A 3,000-year-old wishing well with a trove of finely crafted ceramics and jewelry was found by archaeologists in Germering, a town in Germany outside Munich, according to a statement from the Bavarian State Office for Monument Protection in late December. The Office said it believes the Bronze Age inhabitants would have offered the items as part of a ritual.
Archaeologists have been excavating the area in advance of construction on a new distribution center since 2021, during which time they’ve discovered more than 70 wells dug between the Bronze to early Middle Ages. At that time, the wells would have provided local settlements with their water supply.

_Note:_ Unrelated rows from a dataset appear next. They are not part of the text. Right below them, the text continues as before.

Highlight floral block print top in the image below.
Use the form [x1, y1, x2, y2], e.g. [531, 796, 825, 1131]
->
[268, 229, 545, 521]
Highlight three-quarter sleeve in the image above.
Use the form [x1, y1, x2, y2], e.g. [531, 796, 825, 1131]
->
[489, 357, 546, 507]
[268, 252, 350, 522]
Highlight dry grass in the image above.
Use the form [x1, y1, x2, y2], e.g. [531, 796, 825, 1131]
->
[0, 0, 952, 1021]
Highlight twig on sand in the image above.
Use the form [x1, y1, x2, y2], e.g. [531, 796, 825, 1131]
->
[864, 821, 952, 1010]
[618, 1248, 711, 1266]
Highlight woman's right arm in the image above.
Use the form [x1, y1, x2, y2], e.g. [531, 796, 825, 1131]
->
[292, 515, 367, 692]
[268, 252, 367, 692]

The wishing well, however, yielded 26 bronze clothing pins and more than 70 pieces of ceramics, including decorative cups, bowls, and pots. The team also uncovered a bracelet, two metal spirals, an animal tooth, four amber beads, a wooden scoop, and various plant remains.
At 16 feet deep, the well’s original depth suggests that it was dug at a time when groundwater levels were considerably low. Archaeologists believe that the residents were suffering from poor harvests after a prolonged drought, which is why they offered their prized possessions in exchange.

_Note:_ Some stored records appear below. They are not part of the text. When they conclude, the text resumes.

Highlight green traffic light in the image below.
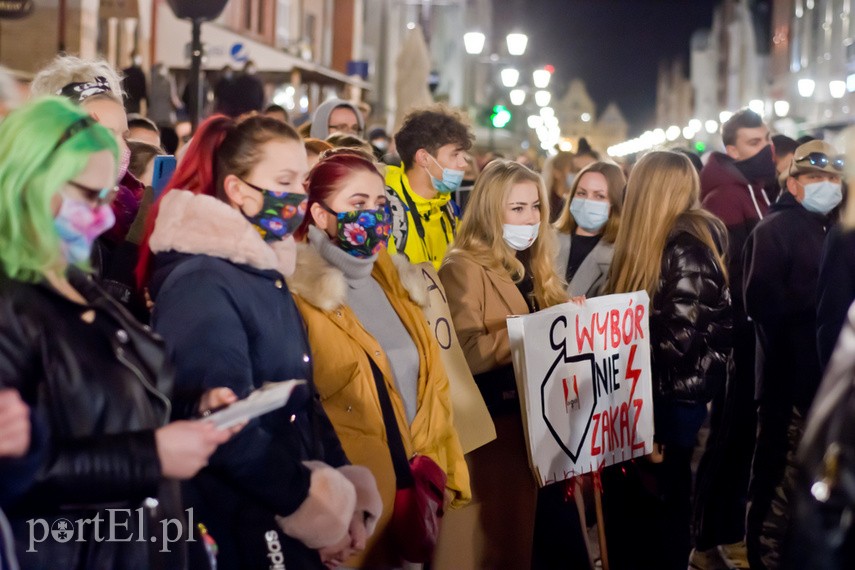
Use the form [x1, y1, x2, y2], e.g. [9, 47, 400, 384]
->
[490, 105, 512, 129]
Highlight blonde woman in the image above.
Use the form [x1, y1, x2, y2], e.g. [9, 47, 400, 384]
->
[555, 162, 626, 297]
[439, 160, 567, 568]
[603, 152, 732, 569]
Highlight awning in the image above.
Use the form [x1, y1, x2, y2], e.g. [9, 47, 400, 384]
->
[154, 6, 371, 89]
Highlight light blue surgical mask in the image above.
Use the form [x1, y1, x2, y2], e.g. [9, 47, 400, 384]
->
[802, 180, 843, 215]
[425, 155, 466, 194]
[570, 198, 609, 233]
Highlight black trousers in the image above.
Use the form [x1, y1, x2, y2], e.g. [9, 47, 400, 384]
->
[531, 482, 590, 570]
[602, 445, 692, 570]
[694, 323, 757, 550]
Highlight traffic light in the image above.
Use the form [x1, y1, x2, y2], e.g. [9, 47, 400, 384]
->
[490, 105, 513, 129]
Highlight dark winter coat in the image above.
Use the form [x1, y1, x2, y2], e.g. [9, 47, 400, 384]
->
[0, 269, 184, 570]
[744, 193, 828, 414]
[149, 190, 352, 570]
[701, 152, 771, 312]
[650, 229, 733, 446]
[816, 226, 855, 370]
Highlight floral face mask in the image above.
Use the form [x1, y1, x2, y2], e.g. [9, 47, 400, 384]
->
[319, 202, 392, 258]
[242, 180, 309, 242]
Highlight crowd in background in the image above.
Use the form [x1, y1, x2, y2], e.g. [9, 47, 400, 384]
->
[0, 52, 855, 570]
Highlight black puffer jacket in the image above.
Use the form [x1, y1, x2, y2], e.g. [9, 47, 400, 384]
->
[650, 229, 733, 405]
[0, 269, 186, 570]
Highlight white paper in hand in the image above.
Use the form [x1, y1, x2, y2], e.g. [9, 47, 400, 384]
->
[201, 380, 306, 429]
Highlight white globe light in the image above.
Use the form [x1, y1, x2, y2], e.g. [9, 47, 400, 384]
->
[463, 32, 487, 55]
[501, 67, 520, 87]
[534, 91, 552, 107]
[796, 79, 816, 97]
[531, 69, 552, 89]
[505, 33, 528, 55]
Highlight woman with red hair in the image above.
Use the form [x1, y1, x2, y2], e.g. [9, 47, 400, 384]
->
[289, 150, 470, 568]
[138, 115, 382, 569]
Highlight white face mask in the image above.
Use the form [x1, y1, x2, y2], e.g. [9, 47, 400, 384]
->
[502, 222, 540, 251]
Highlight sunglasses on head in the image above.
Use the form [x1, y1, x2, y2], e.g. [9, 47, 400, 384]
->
[68, 180, 119, 206]
[795, 152, 846, 172]
[53, 116, 95, 151]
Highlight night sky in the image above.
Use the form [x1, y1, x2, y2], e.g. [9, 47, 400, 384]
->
[508, 0, 717, 134]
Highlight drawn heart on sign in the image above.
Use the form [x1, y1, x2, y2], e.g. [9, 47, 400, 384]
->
[540, 352, 597, 463]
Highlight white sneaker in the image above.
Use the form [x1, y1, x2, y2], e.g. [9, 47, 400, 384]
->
[718, 540, 751, 570]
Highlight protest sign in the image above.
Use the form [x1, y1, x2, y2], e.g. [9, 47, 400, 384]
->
[419, 262, 496, 453]
[508, 291, 653, 485]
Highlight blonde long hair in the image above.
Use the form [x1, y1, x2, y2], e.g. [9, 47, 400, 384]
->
[446, 160, 567, 307]
[605, 151, 727, 299]
[555, 161, 626, 243]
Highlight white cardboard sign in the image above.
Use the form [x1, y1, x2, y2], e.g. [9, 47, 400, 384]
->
[508, 291, 653, 485]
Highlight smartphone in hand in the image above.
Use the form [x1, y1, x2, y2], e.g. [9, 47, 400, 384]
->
[151, 154, 177, 200]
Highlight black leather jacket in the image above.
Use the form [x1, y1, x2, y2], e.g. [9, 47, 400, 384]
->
[650, 226, 733, 405]
[0, 269, 184, 569]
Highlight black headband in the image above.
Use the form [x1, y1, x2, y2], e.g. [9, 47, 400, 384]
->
[56, 76, 113, 103]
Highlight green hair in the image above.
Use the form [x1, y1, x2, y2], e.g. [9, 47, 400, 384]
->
[0, 97, 119, 282]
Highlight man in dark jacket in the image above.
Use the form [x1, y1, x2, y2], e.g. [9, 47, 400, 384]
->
[744, 141, 843, 569]
[693, 109, 776, 562]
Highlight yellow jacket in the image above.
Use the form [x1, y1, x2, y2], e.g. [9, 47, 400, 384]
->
[386, 166, 458, 270]
[288, 244, 471, 567]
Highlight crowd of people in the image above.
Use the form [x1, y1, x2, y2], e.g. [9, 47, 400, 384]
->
[0, 55, 855, 570]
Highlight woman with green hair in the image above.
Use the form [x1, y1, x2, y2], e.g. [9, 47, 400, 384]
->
[0, 98, 234, 569]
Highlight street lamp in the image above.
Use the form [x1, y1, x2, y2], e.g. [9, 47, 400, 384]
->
[828, 79, 846, 99]
[502, 67, 520, 87]
[534, 91, 552, 107]
[463, 32, 487, 55]
[510, 89, 525, 107]
[505, 33, 528, 55]
[796, 79, 816, 97]
[531, 69, 552, 89]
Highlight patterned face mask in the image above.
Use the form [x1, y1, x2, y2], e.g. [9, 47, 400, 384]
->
[241, 180, 309, 242]
[319, 202, 392, 258]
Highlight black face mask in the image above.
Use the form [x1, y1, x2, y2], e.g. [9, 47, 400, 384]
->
[734, 144, 777, 186]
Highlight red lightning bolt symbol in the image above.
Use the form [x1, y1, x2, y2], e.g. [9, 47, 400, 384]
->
[626, 344, 641, 402]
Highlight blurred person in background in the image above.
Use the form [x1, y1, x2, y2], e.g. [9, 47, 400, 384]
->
[602, 151, 732, 570]
[439, 160, 568, 569]
[0, 98, 233, 570]
[743, 141, 845, 569]
[555, 162, 626, 297]
[138, 115, 379, 570]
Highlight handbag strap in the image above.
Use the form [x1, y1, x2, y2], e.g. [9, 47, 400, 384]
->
[366, 353, 413, 489]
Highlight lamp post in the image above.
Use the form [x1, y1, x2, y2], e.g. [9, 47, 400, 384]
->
[167, 0, 229, 132]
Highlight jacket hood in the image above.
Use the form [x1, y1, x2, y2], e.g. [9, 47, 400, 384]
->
[288, 243, 429, 311]
[309, 99, 365, 140]
[149, 190, 295, 277]
[701, 152, 748, 201]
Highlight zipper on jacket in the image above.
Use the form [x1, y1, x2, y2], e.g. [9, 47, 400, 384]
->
[116, 346, 172, 422]
[748, 184, 769, 220]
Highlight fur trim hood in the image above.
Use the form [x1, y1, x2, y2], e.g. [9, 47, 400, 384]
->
[149, 190, 296, 277]
[288, 243, 430, 311]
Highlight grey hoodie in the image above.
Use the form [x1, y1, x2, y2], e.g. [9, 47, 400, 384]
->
[309, 99, 365, 140]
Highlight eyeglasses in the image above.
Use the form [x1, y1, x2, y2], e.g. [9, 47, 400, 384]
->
[794, 152, 846, 172]
[68, 180, 119, 206]
[51, 116, 95, 152]
[328, 123, 359, 135]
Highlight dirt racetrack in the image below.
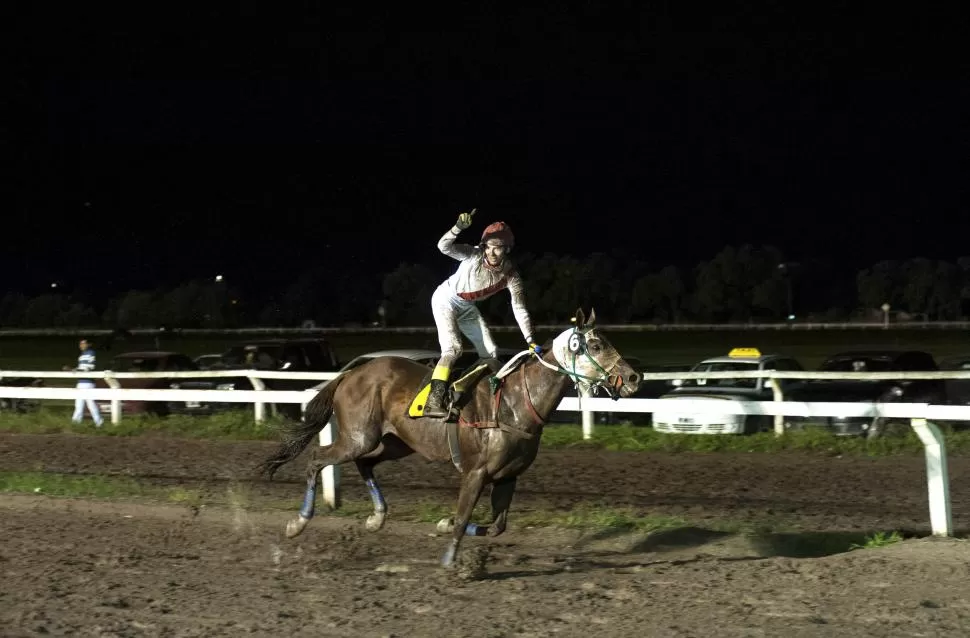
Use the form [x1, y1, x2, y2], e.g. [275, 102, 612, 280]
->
[0, 434, 970, 637]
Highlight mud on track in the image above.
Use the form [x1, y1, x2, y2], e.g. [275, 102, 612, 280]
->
[0, 435, 970, 636]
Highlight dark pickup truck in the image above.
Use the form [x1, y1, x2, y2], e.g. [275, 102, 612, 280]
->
[785, 350, 947, 438]
[169, 338, 340, 419]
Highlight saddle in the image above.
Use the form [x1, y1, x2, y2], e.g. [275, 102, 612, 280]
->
[408, 357, 502, 422]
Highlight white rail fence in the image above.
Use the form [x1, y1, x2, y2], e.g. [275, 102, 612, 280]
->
[0, 370, 970, 536]
[0, 319, 970, 337]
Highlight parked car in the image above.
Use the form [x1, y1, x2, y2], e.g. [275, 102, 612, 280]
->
[94, 350, 199, 416]
[170, 338, 340, 419]
[653, 348, 803, 434]
[785, 350, 947, 437]
[193, 354, 223, 370]
[0, 377, 44, 414]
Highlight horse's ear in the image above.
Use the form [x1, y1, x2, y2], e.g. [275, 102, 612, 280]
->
[573, 308, 586, 328]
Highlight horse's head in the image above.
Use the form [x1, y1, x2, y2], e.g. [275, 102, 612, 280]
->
[552, 308, 640, 399]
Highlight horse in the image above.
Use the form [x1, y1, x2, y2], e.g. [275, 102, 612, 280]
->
[259, 308, 641, 567]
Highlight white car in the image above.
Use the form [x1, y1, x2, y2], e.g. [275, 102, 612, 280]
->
[653, 348, 803, 434]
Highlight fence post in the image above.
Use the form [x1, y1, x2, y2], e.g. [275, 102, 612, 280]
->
[910, 419, 953, 536]
[576, 387, 593, 441]
[104, 370, 121, 425]
[768, 377, 785, 436]
[247, 377, 266, 423]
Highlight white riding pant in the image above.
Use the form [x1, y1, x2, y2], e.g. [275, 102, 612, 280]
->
[431, 281, 498, 368]
[71, 381, 103, 425]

“Even today, fountains have something magical about them for many people,” explained Mathias Pfeil, leader of the Bavarian State Office for Monument Protection. “They drop coins in the hope that their wishes will be granted.” The artifacts, he continued, may have been “intended as sacrifices for a good harvest.”

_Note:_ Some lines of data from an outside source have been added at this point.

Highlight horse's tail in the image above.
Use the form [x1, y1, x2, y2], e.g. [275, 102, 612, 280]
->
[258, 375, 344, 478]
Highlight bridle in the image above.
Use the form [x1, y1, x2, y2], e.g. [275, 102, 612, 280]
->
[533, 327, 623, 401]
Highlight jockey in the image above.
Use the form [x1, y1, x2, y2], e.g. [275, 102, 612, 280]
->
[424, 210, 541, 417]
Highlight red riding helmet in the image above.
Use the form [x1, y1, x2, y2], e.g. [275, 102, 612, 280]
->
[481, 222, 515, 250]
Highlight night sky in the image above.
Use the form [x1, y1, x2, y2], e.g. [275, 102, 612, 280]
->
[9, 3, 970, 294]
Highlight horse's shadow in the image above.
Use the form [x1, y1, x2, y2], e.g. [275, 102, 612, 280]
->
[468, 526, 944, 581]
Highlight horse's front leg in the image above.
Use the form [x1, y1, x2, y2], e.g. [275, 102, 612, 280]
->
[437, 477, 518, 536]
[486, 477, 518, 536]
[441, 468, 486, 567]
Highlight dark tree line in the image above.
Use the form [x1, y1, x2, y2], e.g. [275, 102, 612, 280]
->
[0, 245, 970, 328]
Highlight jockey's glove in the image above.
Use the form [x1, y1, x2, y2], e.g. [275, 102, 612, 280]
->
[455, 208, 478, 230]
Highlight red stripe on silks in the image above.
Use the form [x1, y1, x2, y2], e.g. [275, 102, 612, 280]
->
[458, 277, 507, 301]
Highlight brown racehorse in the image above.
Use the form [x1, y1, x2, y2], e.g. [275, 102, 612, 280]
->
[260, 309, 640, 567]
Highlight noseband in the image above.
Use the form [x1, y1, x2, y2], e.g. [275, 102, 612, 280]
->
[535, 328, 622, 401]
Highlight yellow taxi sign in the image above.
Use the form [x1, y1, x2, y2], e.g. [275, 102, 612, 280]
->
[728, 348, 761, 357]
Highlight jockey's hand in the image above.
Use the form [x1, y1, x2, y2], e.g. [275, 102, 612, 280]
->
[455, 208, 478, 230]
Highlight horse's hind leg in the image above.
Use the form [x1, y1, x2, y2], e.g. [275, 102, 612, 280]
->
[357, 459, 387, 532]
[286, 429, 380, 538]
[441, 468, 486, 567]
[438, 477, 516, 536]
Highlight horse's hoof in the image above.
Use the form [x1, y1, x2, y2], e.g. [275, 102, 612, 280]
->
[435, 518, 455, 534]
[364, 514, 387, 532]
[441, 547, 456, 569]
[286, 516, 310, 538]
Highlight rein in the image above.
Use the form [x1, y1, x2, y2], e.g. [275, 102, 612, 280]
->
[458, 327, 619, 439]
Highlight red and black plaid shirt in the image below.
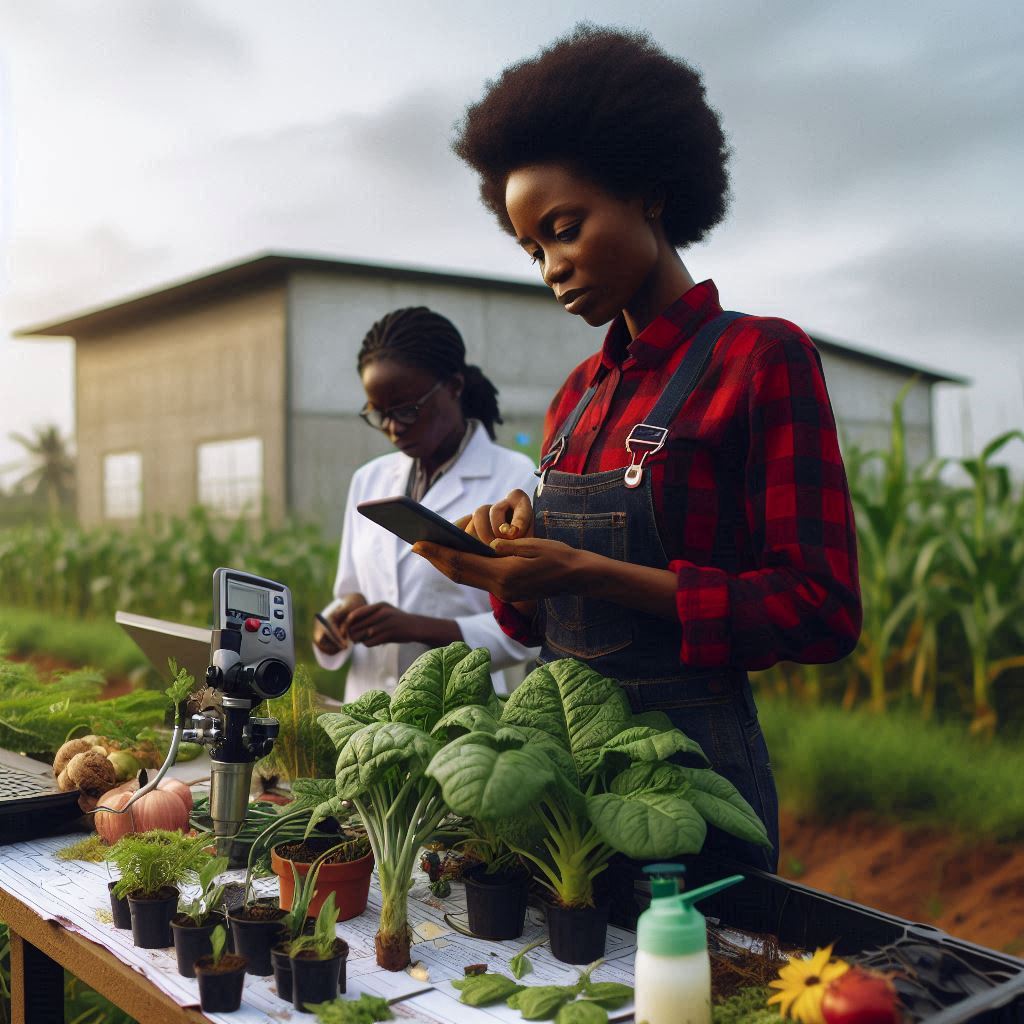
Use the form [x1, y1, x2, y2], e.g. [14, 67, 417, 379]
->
[492, 281, 861, 669]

Despite the wet conditions, the well’s “wooden walls are completely preserved on the ground and partly still moistened by groundwater,” notes Jochen Haberstroh, an archaeologist at the Bavarian State Office for Monument Protection, in the statement. “That also explains the good condition of the finds made of organic materials.”
The recovered artifacts will eventually join roughly 13,500 other archaeological finds at the ZEIT+RAUM, Germering’s city museum.